I was quite grateful for this decision, as I was looking for a place to bike on Saturday! The weather forecast was for a lot of rain below 3000′ and several inches of snow up high. Even if that meant no views, I really wanted to go for a snow bikeride.
The forecast for rain held true at the start. I dressed warm for the beginning as there are about 4 miles of downhill before the continuous climb to Rainy Pass starts.
But, not an hour later it got warm and sunny. I wish I would have brought my sunglasses while I was staring into the wet, glaring road. Last year, it was warm along this section, as well, and I was riding in shorts and shirt, only. This time, it wasn’t quite so warm, but still very pleasant. Without snow, I decided to air up my tires and make them roll a bit faster. The rear tire started to develop a leak – drads. I had problems with the rear at home, but I thought it finally sealed. Half expecting to have to go home soon, I put the pump away and continued. The air was making a hissing sound escaping through the spoke nipples.
But, the tire pressure seemed to hold when I checked it a mile up. I added some more air, and called it good. The problem is that it’s hard to tape a 100 mm -wide rim with a deep channel in the center. The center channel makes for easy tire mounting, but hard to tape the entire rim profile without wrinkles.

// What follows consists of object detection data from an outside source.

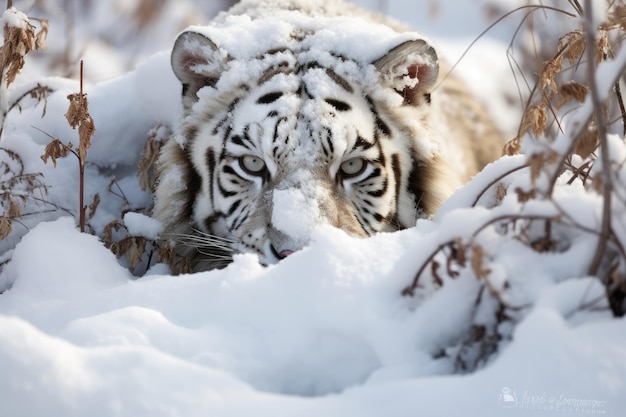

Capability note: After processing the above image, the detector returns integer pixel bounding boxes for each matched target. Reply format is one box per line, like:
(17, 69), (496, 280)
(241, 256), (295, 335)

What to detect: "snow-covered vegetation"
(0, 0), (626, 417)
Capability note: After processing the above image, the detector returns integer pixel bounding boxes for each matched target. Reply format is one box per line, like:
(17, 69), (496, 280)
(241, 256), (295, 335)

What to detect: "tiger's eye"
(239, 155), (265, 175)
(339, 158), (367, 178)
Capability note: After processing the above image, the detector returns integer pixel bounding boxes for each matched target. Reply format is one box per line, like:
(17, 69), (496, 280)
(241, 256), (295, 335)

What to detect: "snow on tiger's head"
(155, 12), (457, 270)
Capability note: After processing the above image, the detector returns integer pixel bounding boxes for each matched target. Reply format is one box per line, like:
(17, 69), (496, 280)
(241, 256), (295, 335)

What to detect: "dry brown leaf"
(85, 193), (100, 220)
(559, 30), (585, 65)
(65, 93), (96, 164)
(558, 81), (589, 107)
(496, 182), (507, 203)
(7, 200), (22, 219)
(539, 55), (563, 92)
(124, 236), (146, 270)
(574, 127), (600, 159)
(472, 245), (491, 279)
(522, 104), (548, 137)
(0, 7), (48, 88)
(514, 187), (536, 203)
(102, 219), (126, 247)
(137, 137), (163, 191)
(78, 117), (96, 162)
(65, 93), (90, 129)
(0, 216), (13, 240)
(502, 136), (522, 156)
(35, 19), (50, 49)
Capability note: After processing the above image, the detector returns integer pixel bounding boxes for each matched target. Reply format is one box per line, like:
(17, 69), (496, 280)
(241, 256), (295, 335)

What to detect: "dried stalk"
(585, 0), (613, 275)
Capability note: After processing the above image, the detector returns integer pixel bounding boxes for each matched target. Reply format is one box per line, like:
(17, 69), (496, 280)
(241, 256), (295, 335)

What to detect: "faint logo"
(498, 387), (517, 408)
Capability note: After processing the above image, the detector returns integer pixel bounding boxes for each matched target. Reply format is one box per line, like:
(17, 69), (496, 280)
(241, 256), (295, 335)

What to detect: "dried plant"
(137, 124), (171, 191)
(403, 0), (626, 371)
(0, 148), (52, 240)
(0, 2), (48, 133)
(41, 61), (96, 232)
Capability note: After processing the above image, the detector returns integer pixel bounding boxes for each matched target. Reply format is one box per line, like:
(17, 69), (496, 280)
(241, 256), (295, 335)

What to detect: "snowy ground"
(0, 0), (626, 417)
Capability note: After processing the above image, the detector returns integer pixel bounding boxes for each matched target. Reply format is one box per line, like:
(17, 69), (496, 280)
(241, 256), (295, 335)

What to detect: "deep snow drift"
(0, 2), (626, 417)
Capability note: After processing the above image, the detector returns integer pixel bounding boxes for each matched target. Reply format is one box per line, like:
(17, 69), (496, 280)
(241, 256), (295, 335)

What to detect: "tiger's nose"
(271, 244), (296, 260)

Why did a bring a fatbike today? The answer was found just past 3000′ elevation, where the snow stuck to the road. Maybe an inch thick, only, but so pretty! And my studded tires stopped making that awful clawing noise. Just easy blissful riding on snow. First freshies of the season! A yelp may have escaped under my breath.
And it’s not even a thick snowstorm as it was promised! Sun, clouds. What a day! Only the headwind was a bit tough at times.
Last time the snow was deep and slick here, and I stopped for a lunch break. Today it’s easy and I eat bagels on-the-go.
I liked this creek flowing over the broad granite table top.
The last bit up to Rainy Pass went quickly. A look back at the track of my bike tires in ~3″ deep snow. Last time I had been postholing for an hour up to this point.
2 pm, the rear tire is holding air, and the snow is easy.
Let’s check out Washington Pass. Past this point it’s a bit downhill, which deterred me last time. This time, I glide through the snow, bagel in one hand, and am on the lookout for the next photo.
I am the sole goofball out here and count myself lucky to have the time, support and resources to do these backcountry explorations.
I try to stage a cool bike shot, but only capture a falling bike.
It’s quite a headwind riding up the last mile or two, but still rideable. Not too cold.
Plenty of traction, snow’s about 4″ deep, reaching maybe 6″ at the top – that’s since plowing stopped Thursday night.
The top offers almost no views, and I bundle up and put in chemical toe warmers for the long way down (there’s only a bit of a climb up to Rainy Pass); 4000′ of downhill.
The way back was uneventful and cloudy.